As the Chairman has pointed out, something must happen about learning. That is an extraordinary statement. Those of us on the committee are endeavouring to get value for money. The health service is under pressure and I am the first to acknowledge that. I have great admiration for most of the staff. However, mistakes are being made. Some are part of life and others are because of the extraordinary stress they are under, lack of training and lack of learning.

It ties in with the State Claims Agency, which ultimately picks up on behalf of the public the claims that inevitably come which people do not want to bring at all. They want accountability and want someone to apologise. They want someone to explain how something went wrong. Most important, using my family as an example, they want assurance that this will not happen again and that the next patient will not suffer as experienced by a family member. I do not see that happening. I seek the Chair's assistance as to how we deal with this in terms of the HSE and the State Claims Agency because I am tired of this type of language.

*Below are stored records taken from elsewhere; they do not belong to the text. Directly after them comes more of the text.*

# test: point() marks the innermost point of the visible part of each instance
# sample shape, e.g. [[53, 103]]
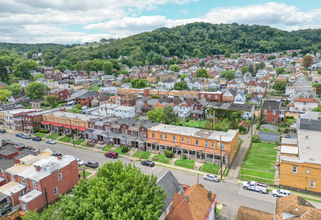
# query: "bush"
[[168, 153], [124, 149], [44, 131]]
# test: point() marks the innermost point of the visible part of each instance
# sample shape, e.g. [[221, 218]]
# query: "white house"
[[240, 98], [124, 112]]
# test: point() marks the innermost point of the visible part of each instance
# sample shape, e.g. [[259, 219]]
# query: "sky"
[[80, 21]]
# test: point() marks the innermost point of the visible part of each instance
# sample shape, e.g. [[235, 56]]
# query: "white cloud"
[[185, 11]]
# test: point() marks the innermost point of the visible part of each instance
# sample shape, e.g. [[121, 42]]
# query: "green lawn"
[[86, 173], [79, 141], [53, 136], [40, 134], [245, 177], [258, 174], [210, 168], [261, 157], [144, 154], [107, 148], [118, 150], [65, 139], [162, 158], [185, 163], [94, 88]]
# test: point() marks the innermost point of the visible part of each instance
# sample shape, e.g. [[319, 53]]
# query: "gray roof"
[[271, 105], [169, 184], [269, 133], [270, 127]]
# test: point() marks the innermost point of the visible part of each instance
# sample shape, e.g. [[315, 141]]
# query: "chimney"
[[209, 195], [186, 198], [38, 168]]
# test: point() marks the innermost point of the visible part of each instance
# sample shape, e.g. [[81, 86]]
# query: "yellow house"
[[304, 170], [197, 144]]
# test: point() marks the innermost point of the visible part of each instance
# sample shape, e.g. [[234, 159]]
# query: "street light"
[[72, 134]]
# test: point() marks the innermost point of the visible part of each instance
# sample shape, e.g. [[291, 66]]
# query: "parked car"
[[111, 154], [18, 144], [50, 141], [37, 139], [19, 135], [80, 162], [92, 164], [148, 163], [280, 192], [185, 187], [55, 154], [255, 186], [211, 177], [26, 136], [5, 141]]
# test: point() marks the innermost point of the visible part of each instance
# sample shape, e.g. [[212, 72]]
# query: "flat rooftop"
[[195, 132], [309, 150]]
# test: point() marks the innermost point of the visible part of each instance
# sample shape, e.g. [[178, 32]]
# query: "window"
[[55, 190], [59, 176], [34, 183], [312, 185]]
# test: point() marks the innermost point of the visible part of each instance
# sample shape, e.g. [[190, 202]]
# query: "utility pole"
[[140, 151], [221, 156], [72, 134]]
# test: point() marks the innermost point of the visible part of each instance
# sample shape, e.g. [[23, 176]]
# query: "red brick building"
[[273, 112], [211, 96], [60, 93]]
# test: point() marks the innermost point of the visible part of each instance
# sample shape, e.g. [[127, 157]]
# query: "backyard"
[[53, 136], [162, 158], [210, 168], [185, 163], [259, 164]]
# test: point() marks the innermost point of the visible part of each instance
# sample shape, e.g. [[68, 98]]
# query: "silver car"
[[50, 141], [211, 177]]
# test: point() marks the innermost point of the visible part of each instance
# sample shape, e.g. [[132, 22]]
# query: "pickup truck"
[[255, 186]]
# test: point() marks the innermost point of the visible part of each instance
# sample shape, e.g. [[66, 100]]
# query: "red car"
[[111, 154]]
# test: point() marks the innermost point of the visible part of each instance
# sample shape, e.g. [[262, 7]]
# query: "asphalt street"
[[228, 192]]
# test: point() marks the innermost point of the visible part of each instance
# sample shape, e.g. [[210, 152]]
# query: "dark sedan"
[[37, 139], [148, 163]]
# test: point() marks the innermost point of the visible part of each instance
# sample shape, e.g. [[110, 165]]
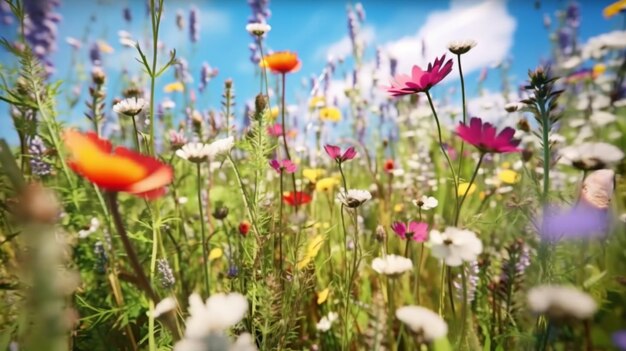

More important, it is not bringing accountability to the system. It is not saving money and it is not giving value for money. I will finish on an issue, which I have raised previously. I tabled a parliamentary question which asked what independent reviews had taken place in the hospital in Galway over the past ten years and I received the extraordinary answer that there was no system for recording reviews or their cost. That is just about the review and the cost, without mentioning the learning from the reviews. As a Deputy in Galway West, I do not know how many independent reviews were carried out over the past ten years, what they cost or, most importantly, what was learned and what changes were made. I am referring to independent reviews but we also have the language of "local reviews". We cannot leave this. I would like to come back to it. I will take direction on how to deal with it, but it is certainly a big issue.